Come gather ‘round people
Wherever you roam
And admit that the waters
Around you have grown…

I will let you google the rest of the song if you wish. It wasn’t really the subject I had planned on reporting.
It is February 5, 2025, today, and my birthday. About 3:15 am, I turned 77! I will never be 76 again and not sure I want to be. Now, if we were talking 50, I would be up for that, if possible! I have been trying to think of the advantages of being 77 and couldn’t come up with a lot, but it definitely beats NOT being 77! I have seen many changes in those years, and let’s talk about one of them: the telephone.
Growing up in Athens, Vermont, population 130, two churches, a one-room schoolhouse teaching grades 1-8 until 1954 when it was reduced to grades 1-6, one teacher until about 1965 when a new school was built and the six classes split between two teachers (three grades each), and this school was closed in the 1990s and children bused to a neighboring town. Our telephone was black, round dial, and sat on a table, one phone for the whole house, and shared with a good share of the town of Athens because it was a “party-line.”
It was rumored that a couple of “ladies” took on the self-appointed job of monitoring the lines for any suspicious activity and seeing to it that all the proper places (or people) were reported to. Their communicational skills would put the Secret Service to shame today.

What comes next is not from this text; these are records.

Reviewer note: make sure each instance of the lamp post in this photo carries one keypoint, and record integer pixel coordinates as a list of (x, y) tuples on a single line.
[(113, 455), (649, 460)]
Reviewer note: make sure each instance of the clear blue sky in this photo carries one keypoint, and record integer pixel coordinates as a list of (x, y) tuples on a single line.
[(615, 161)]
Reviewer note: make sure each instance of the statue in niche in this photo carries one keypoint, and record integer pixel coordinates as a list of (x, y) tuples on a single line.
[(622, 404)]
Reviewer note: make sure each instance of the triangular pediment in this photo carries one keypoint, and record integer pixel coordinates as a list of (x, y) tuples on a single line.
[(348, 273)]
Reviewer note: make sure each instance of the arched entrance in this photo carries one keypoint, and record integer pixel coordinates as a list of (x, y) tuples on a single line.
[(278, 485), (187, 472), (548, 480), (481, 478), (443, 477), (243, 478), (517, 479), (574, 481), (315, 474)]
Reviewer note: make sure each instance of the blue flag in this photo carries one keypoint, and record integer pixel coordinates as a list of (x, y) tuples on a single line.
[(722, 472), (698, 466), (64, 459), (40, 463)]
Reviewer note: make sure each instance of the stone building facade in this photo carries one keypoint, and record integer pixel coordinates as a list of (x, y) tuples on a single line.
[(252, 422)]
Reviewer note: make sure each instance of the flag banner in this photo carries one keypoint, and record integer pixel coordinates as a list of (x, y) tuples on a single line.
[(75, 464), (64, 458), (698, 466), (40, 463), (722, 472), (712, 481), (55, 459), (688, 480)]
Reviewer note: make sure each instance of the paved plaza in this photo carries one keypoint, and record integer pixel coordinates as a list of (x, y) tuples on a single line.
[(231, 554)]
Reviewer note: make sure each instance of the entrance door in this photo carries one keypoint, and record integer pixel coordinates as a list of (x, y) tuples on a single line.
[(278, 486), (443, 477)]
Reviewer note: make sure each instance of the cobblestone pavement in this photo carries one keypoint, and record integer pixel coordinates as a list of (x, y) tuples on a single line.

I think I was about 15 and moved to Cambridgeport, Vermont (neighbor village), that we had a one-party line but still the same black phone with dial. The number had 10 digits as today but you needed only the last 4 to call anyone in your area. Long distance required all ten but was rarely used as it “cost more” to call long distance. If you had people that you needed to use long distance for, you made arrangements with them to call once a week/month, and they called you on the off week/month.
Then, over the years, phones came in different colors and could be hung on the wall. Before cordless phones came into being, you would have 40 feet of cord so you could give the phone to someone in another room or get you to your favorite chair or just get away from the family to talk. Cordless was a fabulous invention (and still is for me with a “landline”).
Cell phones have become so sophisticated today that you (in most cases) don’t need a landline, computer, TV, radio, and with Google, definitely not a set of encyclopedias! I still like my landline, but with all the “robo” calls, it gets annoying, especially now that the spam callers add names and local numbers that show up on my Caller ID. I usually don’t answer any that I don’t know but lately have answered a few that have a name.
The other day Leon Forester from a Derby Line number called. I picked up the phone and quite loudly said, “Hi, Leon, is that you?” Response: Is this Nancy Olney?” Me: “Leon is that you?” They hung up!! Leon probably wanted to know if I got my new Medicare card; that’s what most everyone wants to know. So you don’t have to call and ask. No, I haven’t.

Thankfully, up to this point, only one number from Massachusetts has continually called my cell phone. I won’t give my number to you in this writing in hopes that I can keep it secret from all the nuisance calls that I get on my “landline.” At least for a few more days.